We’re learning to surf this winter as we slow travel westwards along the northern Spanish coast. Our first foray into the Atlantic waves was San Sebastián in the Basque Country where great barrelling waves thundered us into the shore either on or off the surfboard beneath the deepest of blue skies. I’m writing this today from Sopela a smaller town about two hours west where the waves are as bright (if not as bold), but the parking is easier. The mid-afternoon temperature is 28ºC so we surfed early, our delicate Cymraeg bodies still not acclimatised to heat over 25ºC. 

Learning a new skill is hard. The capitalist mindset is so deeply drilled into us that to put so much effort into something with (in the initial stages at least) so little return, seems like an utter waste of time. We’re also sharing a surfboard, for financial reasons, but also one of us has to stay on the beach with the hounds, so we work it in a sort-of-tag, which also allows recovery time after a drowning. Previous ramblings aside, I actually prefer learning in this way – trying out something with little investment then, as time goes on, if it becomes a passion, there’s the saving, the searching for the best deal for new kit. It’s how we worked with the mountainbikes for well over a decade until they were stolen. To start with, I rode a much less expensive hardtail and stuck with that for years before finally taking the plunge and investing in a more expensive full-suspension. 

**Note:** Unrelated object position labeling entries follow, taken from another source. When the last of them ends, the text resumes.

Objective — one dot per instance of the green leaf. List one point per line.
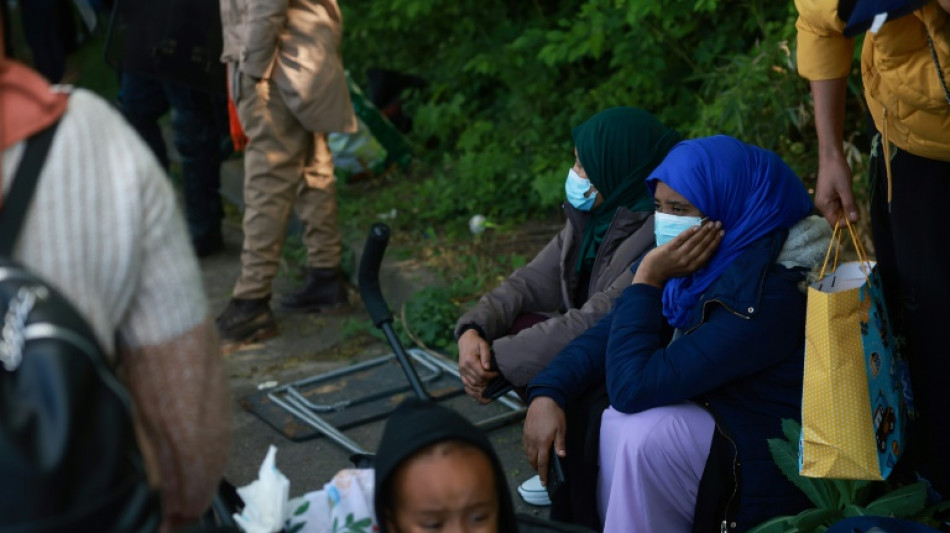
(854, 510)
(903, 502)
(786, 457)
(791, 429)
(302, 509)
(810, 519)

I think back to when we first used to hit the mountainbike trails in Cymru, we’d have borrowed kit, patched tyres and scratched helmets. Still, we’d see guys there on an £8k bike, with all the newest gear, and at first, I’d be wowed by their getup. They must be so great on a bike, I’d think, until catching them up on a slow climb, and again on a gnarly descent. Those times taught me that you can’t buy experience, that the only way to get good, I mean really good at something, is time served, is time funnelled over and over again into perfecting getting round that berm, or up on the surfboard. It’s the same with poetry: there’s no shortcuts, no buy-now-pay-later. You can look a million dollars and talk all the jive, but the proof is there for everybody to see, you either stack it, or you don’t. You surf the wave or you don’t. You write, or you don’t. 

Can I stand up on the board yet? No. Am I deterred? No. Because I know that the day is coming when I will snap up on that board and surf into shore; it won’t be pretty or smooth, but every elated second of it will have been earned by all these seemingly futile hours now. If I get a photo of it, you’ll be the first to see.